İntihar girişiminde bulunan genç kızın avukatı Tolga Turgut, geçen yıl mayıs ayında savcılığa verdiği dilekçesinde, müvekilinin apartmanın 4'üncü katından atlayarak intihar girişiminde bulunduğunu, halen yatağa bağlı şekilde yaşamını sürdürdüğünü, bir daha yürüyememe tehlikesiyle karşı karşıya olduğunu belirtti. Müvekkilinin teşebbüsünün, olay yerine gelen muhabirlerce saniye saniye görüntülendiğini kaydeden Turgut, "Kamera kayıtlarında, intihar girişimi sırasında itfaiye görevlilerinin ivedi olarak açmaları gereken hava yastığı ya da brandayı zamanında açmadıkları görülüyor. Olay anında psikolojisi her an atlamaya müsait olan, hal ve hareketleri, özellikle de ağlamasından bu hali belli olan müvekkilimin durumu, görevlilerce gözardı edilmiştir.
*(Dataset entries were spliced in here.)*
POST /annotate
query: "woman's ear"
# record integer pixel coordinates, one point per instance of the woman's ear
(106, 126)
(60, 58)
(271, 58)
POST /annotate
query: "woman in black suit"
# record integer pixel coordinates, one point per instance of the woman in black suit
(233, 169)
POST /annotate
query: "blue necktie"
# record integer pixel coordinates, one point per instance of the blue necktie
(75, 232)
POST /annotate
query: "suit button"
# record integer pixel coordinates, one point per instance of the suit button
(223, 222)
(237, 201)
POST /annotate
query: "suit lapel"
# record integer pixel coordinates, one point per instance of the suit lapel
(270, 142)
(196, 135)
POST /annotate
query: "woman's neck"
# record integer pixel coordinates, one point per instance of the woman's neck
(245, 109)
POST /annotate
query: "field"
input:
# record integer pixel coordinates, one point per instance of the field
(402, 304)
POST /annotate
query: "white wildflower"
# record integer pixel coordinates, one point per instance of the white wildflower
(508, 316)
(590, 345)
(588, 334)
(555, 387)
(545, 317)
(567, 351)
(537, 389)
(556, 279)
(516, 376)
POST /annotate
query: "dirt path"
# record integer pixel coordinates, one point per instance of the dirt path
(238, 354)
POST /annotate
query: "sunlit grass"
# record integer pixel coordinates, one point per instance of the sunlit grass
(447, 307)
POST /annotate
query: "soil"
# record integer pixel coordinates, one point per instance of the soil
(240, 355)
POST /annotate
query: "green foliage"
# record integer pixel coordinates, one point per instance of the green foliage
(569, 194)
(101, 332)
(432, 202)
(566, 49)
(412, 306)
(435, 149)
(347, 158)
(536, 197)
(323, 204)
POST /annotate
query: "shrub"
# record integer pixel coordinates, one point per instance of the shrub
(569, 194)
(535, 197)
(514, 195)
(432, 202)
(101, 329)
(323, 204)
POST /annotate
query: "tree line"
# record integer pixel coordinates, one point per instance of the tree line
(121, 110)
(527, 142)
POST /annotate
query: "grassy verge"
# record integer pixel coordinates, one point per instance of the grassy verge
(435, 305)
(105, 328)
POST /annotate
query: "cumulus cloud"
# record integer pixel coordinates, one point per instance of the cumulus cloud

Görevliler 'Nasıl olsa atlamaz, iner' düşüncesiyle yavaş hareket etmişlerdir. Elbette bu sonucu görevliler istememiştir, ancak onların yavaş hareket etmeleri sonucu müvekkilimiz ağır şekilde yaralanmış ve bu üzücü sonuç ortaya çıkmıştır" dedi.
İtfaiye görevlilerinin 'görevi ihmal' suçundan yargılanmasını talep eden Avukat Tolga Turgut, çeşitli haber kanallarında yayınlanan, olaya ilişkin görüntüleri de delil olarak İzmir Cumhuriyet Başsavcılığı'na verdi.
İzmir Büyükşehir Belediyesi İtfaiye Daire Başkanı Fuat Barandır, olayın ardından yaptığı açıklamada itfaiyenin görevini tamamıyla yerine getirdiğini belirtti, A.A.'nın içeri girip, aniden atlaması nedeniyle hava yastığının kenarına düştüğünü söyledi.
Soruşturmayı yürüten savcılık, olay sırasında görevli olan ve suçlanan itfaiye erleri hakkında Valilikten soruşturma izni istedi. Valilik, itfaiyeciler hakkında soruşturma izni vermedi. Bunun üzerine A.A'nın avukatı Tolga Turgut, soruşturma izni verilmesi için İdare Mahkemesi'ne başvurdu. İdare Mahkemesi'de Valiliğin kararının doğru olduğunu belirterek, itfaiyeciler hakkında dava açılmasına yer olmadığına karar verdi.